Binary Linked Hashes - which one would YOU choose ?

Reading comments on Hacker News about the performance of linked lists and hash tables got me going down another rabbit hole...

Take this example from Stack Overflow about  Binary Trees vs. Linked Lists vs. Hash Tables
From the answers, it seems there is a standard trade-off
  • Binary Trees
    • medium complexity to implement (assuming you can't get them from a library)
    • inserts are O(logN)
    • lookups are O(logN)
  • Linked lists (unsorted)
    • low complexity to implement
    • inserts are O(1)
    • lookups are O(N)
  • Hash tables
    • high complexity to implement
    • inserts are O(1) on average
    • lookups are O(1) on average
and of course you know what O(logN) and O(N) and O(1) mean...

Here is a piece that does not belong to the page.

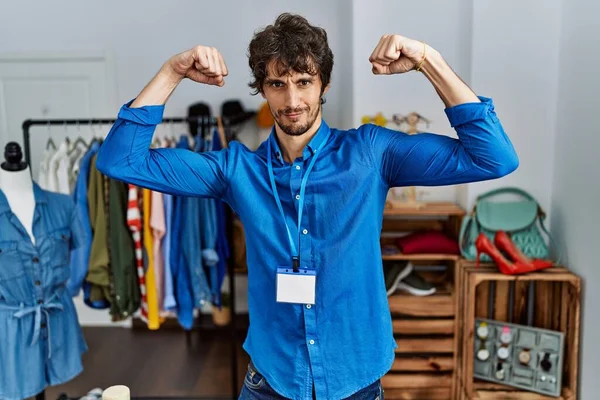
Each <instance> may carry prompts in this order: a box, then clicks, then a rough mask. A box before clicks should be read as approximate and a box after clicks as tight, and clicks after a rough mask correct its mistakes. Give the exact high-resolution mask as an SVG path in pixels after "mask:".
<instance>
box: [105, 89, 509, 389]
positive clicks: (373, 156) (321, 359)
mask: <svg viewBox="0 0 600 400" xmlns="http://www.w3.org/2000/svg"><path fill="white" fill-rule="evenodd" d="M480 100H481V102H474V103H466V104H461V105H457V106H455V107H451V108H447V109H446V110H445V112H446V115H447V117H448V119H449V122H450V125H451V126H452V127H454V128H455V130H456V132H457V135H458V138H452V137H449V136H445V135H437V134H433V133H421V134H418V135H409V134H406V133H403V132H398V131H395V130H391V129H387V128H384V127H379V126H375V125H371V124H367V125H362V126H360V127H358V128H357V129H352V130H348V131H342V130H338V129H331V128H329V126H328V125H327V124H326V123H325V122H324V121H323V122H322V123H321V125H320V127H319V130H318V131H317V132H316V134H315V135H314V137H313V138H312V139H311V141H310V142H309V144H308V145H307V146H306V148H305V149H304V151H303V153H302V156H301V157H299V158H297V159H295V160H293V162H291V163H288V162H286V161H285V160H284V158H283V156H282V154H281V151H280V149H279V146H278V140H277V137H276V133H275V132H274V131H273V132H272V133H271V136H270V137H269V138H268V139H267V140H268V141H271V145H272V152H273V154H272V156H273V164H274V165H273V169H274V175H275V184H276V186H277V189H278V191H279V195H280V196H281V202H282V204H283V210H284V213H285V216H286V220H287V224H288V226H289V227H290V230H291V231H292V235H293V237H294V238H296V237H297V233H298V231H299V232H301V235H300V262H301V267H302V268H308V269H314V270H315V271H316V282H317V283H316V285H317V286H316V304H315V305H314V306H312V305H303V304H291V303H278V302H277V301H276V273H277V268H278V267H279V266H288V267H289V266H290V264H291V253H290V248H289V247H290V246H289V242H288V237H287V233H286V229H285V225H284V224H283V221H282V216H281V214H280V212H279V209H278V207H277V204H276V202H275V199H274V197H273V193H272V191H271V186H270V182H269V176H268V171H267V165H266V163H267V161H266V160H267V141H265V142H264V143H262V144H261V145H260V146H259V147H258V149H257V150H256V151H251V150H249V149H248V148H247V147H245V146H244V145H243V144H241V143H239V142H232V143H230V146H229V147H228V148H227V149H224V150H222V151H218V152H204V153H200V154H198V153H192V152H178V151H174V150H173V149H150V144H151V141H152V136H153V133H154V130H155V128H156V125H157V124H158V123H160V122H161V119H162V115H163V111H164V106H146V107H142V108H138V109H134V108H130V107H129V106H128V105H125V106H124V107H123V108H122V109H121V111H120V112H119V116H118V117H119V118H118V121H117V122H115V124H114V125H113V127H112V129H111V131H110V133H109V135H108V137H107V138H106V140H105V141H104V145H103V146H102V149H101V150H100V153H99V158H98V169H100V170H101V171H102V172H103V173H105V174H106V175H108V176H110V177H112V178H116V179H121V180H124V181H128V182H133V183H135V184H137V185H141V186H147V187H150V188H152V189H154V190H161V191H165V192H169V193H173V194H177V195H180V196H198V197H214V198H219V199H222V200H224V201H225V202H227V203H228V204H229V205H230V206H231V207H232V208H233V209H234V211H235V212H236V213H237V214H238V215H239V216H240V219H241V221H242V223H243V225H244V229H245V232H246V242H247V246H246V248H247V259H248V307H249V316H250V328H249V330H248V336H247V338H246V341H245V343H244V349H245V350H246V351H247V352H248V354H249V355H250V357H251V359H252V361H253V363H254V364H255V366H256V368H257V369H258V370H259V371H260V372H261V373H262V374H263V375H264V376H265V378H266V380H267V382H268V383H269V384H270V385H271V386H272V387H273V389H275V390H276V391H277V392H278V393H280V394H281V395H283V396H284V397H288V398H292V399H310V398H311V396H312V393H311V391H312V386H313V383H314V387H315V392H316V395H317V398H318V399H341V398H345V397H348V396H350V395H352V394H353V393H355V392H357V391H359V390H360V389H362V388H364V387H366V386H368V385H369V384H371V383H372V382H374V381H376V380H377V379H378V378H380V377H381V376H383V375H384V374H386V373H387V371H389V369H390V368H391V366H392V363H393V361H394V357H395V355H394V349H395V348H396V347H397V345H396V341H395V339H394V335H393V330H392V320H391V315H390V309H389V304H388V299H387V295H386V290H385V283H384V277H383V266H382V259H381V247H380V233H381V226H382V219H383V211H384V207H385V201H386V196H387V193H388V191H389V189H390V187H394V186H413V185H414V186H433V185H453V184H460V183H466V182H475V181H482V180H487V179H495V178H499V177H502V176H504V175H506V174H508V173H510V172H512V171H514V170H515V169H516V168H517V166H518V158H517V155H516V153H515V150H514V148H513V146H512V144H511V142H510V140H509V139H508V137H507V135H506V134H505V132H504V130H503V128H502V125H501V123H500V121H499V119H498V117H497V116H496V113H495V110H494V104H493V102H492V100H491V99H489V98H483V97H480ZM330 130H331V135H330V136H329V138H328V141H327V142H326V143H325V146H324V147H323V149H322V150H321V151H320V152H319V158H318V159H317V162H316V163H315V164H314V168H313V170H312V172H311V174H310V179H309V180H308V185H307V187H306V193H305V199H304V201H305V209H304V217H303V219H302V222H301V226H300V227H297V226H296V224H297V222H296V221H297V211H298V210H297V204H298V200H297V199H296V195H297V194H298V193H299V188H300V182H301V179H302V176H303V174H304V171H305V170H306V168H307V166H308V164H309V162H310V161H311V159H312V157H314V156H315V153H314V151H315V149H317V148H318V146H319V145H320V144H321V142H322V141H323V140H324V139H325V137H327V135H328V133H329V131H330Z"/></svg>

So when you're pairing with the dev and going through the code ( because all testers need to know code ) then when you find out he's using a linked list you can point out the error of his ways...

or maybe not. 
Writing this post reminded me about Alan Page and his blog posts and article about  the 5 Orders of Ignorance:

The 2nd order of ignorance is lack of awareness. You have 2OI when you are unaware of what you don’t know. "

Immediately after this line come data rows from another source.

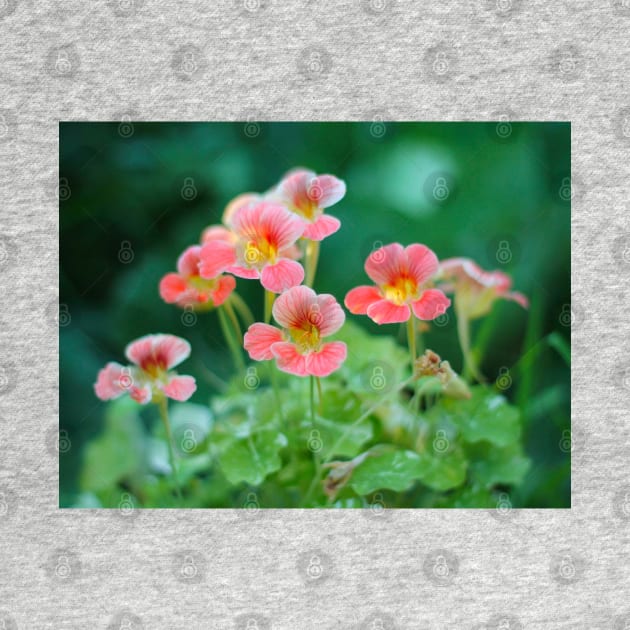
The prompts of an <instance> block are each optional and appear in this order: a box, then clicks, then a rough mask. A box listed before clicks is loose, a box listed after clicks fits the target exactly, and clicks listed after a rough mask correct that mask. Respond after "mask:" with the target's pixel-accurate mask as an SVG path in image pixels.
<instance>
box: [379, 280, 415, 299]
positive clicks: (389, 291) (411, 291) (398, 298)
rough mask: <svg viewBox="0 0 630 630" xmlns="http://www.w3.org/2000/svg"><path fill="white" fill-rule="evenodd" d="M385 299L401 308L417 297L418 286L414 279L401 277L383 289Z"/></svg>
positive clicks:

But having read this post you've levelled up and know of things that you don't know ( you're welcome ) and decide to tackle it by doing a Google and find a book such as the (in)famous SICP - ( Structure and Interpretation of Computer Programs ) or Introduction to Algorithms ( especially the Third edition which covers van Emde Boas trees !! )

Or maybe not.
Is this a rabbit hole worth going down ?
Any readers of this blog familiar with algorithms and data structures ?  Have you found it useful in your  work ?



1 comment:

Erik Davis said...

Phil, you just brought back a lot of memories. I loved studying data structure when I was a CS major (in the 90's), but when I changed majors and eventually got into testing, I lost most of it. I haven't worked anywhere yet where I looked at code mat all, so I haven't needed to see any of my now long lost knowledge. I wouldn't mind picking bits of it back up though.